В XIX веке западная музыка стремилась умножить звуковые эффекты, обогатить и уплотнить аккорды, все больше играть на том, что называют хроматической тотальностью (а именно на двенадцати черных и белых клавишах фортепиано между определенной нотой и ее нижней или верхней октавой), создавая живую и почти непрерывную музыкальную субстанцию, в которой тембр, высоты и обертоны кажутся – по крайней мере слушателю – все менее разделенными и все более слитными. Недовольство у противников этого процесса (или, по крайней мере, у тех, у кого оно вызывает тревогу) связано не с прогрессивным развитием или усложнением, а, наоборот, с возвращением к примитивности. Словно бы здесь возникал некий круг, из которого невозможно выйти, поскольку, умножая нюансы, тонкости и сложности, уточняя промежуточные степени между нотами, мы снова возвращались к континууму, от которого западная музыка, как считается, хотела освободиться.

В своем сатирическом прогнозе «Париж в XX веке» Жюль Верн высмеивает музыку Вагнера, которую он называет «скучной, путаной, неопределенной», усматривая в ней всего лишь усложненный шум. Позднее Андре Жид также будет критиковать Вагнера, пусть и не столь категорично: «Звук, медленно и причудливо высвобождаемый из шума, к нему же и возвращается»61.
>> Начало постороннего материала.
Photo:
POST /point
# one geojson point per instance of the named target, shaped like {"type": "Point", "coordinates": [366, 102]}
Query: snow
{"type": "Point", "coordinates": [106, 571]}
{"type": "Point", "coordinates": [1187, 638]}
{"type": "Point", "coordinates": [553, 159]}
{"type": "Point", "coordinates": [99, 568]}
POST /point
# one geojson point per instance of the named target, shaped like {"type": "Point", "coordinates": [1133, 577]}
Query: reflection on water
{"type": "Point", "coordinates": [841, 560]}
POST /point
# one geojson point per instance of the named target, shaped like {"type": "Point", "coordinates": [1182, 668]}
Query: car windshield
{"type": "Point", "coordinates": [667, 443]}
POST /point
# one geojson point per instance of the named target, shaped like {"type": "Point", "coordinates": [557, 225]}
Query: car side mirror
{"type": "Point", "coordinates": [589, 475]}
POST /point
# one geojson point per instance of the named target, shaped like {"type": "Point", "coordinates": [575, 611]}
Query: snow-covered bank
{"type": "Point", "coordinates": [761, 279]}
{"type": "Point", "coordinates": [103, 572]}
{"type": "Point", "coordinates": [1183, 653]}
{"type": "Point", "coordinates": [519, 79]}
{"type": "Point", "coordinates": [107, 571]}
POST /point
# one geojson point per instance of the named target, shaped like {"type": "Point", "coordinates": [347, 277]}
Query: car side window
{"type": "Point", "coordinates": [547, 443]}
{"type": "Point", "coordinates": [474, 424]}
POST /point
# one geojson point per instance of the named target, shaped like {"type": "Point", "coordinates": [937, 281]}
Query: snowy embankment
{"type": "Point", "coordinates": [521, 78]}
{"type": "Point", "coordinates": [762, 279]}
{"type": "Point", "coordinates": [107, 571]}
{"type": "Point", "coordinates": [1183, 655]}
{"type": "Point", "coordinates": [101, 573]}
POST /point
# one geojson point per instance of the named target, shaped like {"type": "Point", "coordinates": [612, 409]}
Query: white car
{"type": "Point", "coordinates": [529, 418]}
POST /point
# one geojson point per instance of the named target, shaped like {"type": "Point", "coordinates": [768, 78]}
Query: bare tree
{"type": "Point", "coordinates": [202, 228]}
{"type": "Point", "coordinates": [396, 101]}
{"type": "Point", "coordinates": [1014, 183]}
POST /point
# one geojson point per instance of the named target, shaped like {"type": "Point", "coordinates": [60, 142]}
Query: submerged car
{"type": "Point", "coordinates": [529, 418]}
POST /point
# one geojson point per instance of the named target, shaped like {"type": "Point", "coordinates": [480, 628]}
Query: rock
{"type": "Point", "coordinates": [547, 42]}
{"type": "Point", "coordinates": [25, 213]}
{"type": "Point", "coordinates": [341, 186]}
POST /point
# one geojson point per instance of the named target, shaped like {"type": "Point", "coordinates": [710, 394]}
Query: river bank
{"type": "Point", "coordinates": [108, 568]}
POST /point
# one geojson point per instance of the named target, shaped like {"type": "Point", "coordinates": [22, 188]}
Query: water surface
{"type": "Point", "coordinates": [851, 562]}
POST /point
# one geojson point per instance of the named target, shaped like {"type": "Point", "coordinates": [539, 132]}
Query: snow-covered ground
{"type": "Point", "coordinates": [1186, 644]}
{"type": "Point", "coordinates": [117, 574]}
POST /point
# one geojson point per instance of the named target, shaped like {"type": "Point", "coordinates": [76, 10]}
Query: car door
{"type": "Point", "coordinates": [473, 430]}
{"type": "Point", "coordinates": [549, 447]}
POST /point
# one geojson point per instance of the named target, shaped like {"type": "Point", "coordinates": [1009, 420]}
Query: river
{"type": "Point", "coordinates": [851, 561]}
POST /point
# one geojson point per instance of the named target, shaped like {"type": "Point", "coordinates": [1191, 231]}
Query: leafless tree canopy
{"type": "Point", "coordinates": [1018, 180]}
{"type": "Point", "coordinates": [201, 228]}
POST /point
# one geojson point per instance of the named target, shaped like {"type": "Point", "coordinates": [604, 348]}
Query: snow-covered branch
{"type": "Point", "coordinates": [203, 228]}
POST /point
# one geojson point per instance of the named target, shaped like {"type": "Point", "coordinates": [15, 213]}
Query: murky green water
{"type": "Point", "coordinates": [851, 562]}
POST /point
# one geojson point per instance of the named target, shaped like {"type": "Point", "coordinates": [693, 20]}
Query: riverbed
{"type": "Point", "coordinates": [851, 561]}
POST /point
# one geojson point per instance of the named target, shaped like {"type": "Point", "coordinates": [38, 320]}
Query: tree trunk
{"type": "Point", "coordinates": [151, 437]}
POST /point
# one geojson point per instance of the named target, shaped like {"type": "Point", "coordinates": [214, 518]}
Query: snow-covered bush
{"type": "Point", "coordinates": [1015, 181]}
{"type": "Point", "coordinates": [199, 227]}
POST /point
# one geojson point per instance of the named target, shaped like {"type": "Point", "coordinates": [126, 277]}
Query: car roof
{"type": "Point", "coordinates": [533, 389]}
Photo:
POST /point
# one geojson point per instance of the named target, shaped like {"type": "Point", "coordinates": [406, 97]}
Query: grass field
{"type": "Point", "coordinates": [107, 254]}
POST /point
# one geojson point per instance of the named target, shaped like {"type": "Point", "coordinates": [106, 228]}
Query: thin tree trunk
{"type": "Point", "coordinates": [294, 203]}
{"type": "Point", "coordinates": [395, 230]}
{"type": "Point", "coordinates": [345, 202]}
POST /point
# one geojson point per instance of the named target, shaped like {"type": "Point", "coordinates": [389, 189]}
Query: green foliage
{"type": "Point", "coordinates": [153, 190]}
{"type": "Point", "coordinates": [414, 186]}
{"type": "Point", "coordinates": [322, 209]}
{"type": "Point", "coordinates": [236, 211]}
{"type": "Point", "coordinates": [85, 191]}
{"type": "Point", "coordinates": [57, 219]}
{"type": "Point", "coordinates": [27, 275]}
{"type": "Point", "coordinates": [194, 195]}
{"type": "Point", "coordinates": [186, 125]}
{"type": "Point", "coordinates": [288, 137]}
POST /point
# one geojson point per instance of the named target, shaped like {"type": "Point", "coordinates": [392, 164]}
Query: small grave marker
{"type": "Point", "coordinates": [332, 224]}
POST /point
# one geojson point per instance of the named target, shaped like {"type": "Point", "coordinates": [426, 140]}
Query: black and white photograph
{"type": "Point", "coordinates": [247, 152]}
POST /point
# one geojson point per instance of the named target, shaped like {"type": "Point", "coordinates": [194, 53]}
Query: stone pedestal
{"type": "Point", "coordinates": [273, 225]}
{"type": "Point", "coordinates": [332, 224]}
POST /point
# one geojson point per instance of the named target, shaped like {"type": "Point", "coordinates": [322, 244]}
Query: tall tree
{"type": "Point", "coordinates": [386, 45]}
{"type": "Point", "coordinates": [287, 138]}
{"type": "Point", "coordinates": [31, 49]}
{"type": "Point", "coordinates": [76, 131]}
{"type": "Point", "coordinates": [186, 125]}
Эти авторы уподобляют шуму не что иное, как движущуюся, расплавленную музыкальную субстанцию, которая, с их точки зрения, не позволяет ясно и четко выделять звуковые формы. Тогда как Вагнер, со своей стороны, возвеличивает и использует это развитие, наоборот, как захват всей музыки «бесконечной мелодией». Поглощение шума музыкой или музыки шумом (шумом в данном случае в смысле непрерывной породы, из которой высекается музыкальная нота, то есть в смысле сырья, что соответствует словоупотреблению, историческую диалектику которого мы критикуем в работе «Конкретная музыка, искусство фиксированных звуков»)? Вот в чем вопрос.

Ощущение Верна, Жида и многих других отчасти объясняется тем, что звуковая материя традиционной музыки отличается от немузыкального звука, то есть звука реальности, намного четче, чем материя живописных произведений – формы, субстанции, цвета – от видимого мира.

Мы можем добавить, что она, возможно, и нуждается в этом намного больше. Нота – запись звука на нотном стане – часто является единственным средством заключения определенного звука в рамку, отделяющую его от остальных. Нет ничего неудобного в том, что текстура живописного произведения искусства походит на растение, стоящее в мастерской художника или в доме владельца картины, поскольку рамка картины заключает в себе ее формы и позволяет им отличаться от реальности. Со звуком ситуация иная, поскольку у него нет звуковой рамки. Таким образом, то, что музыкальный звук соответствует определенной форме, отличной от звуков обыденного мира, организуется вместе с другими звуками согласно весьма точному закону и, что, наверное, самое главное, возникает из источника, опознаваемого в качестве инструмента, роль которого ограничена производством музыкальных звуков, – все это является эквивалентом заключения в рамку, которое позволяет нам признавать его принадлежащим произведению искусства, а не реальности, поскольку в пространственном плане он смешивается со звуками повседневной жизни.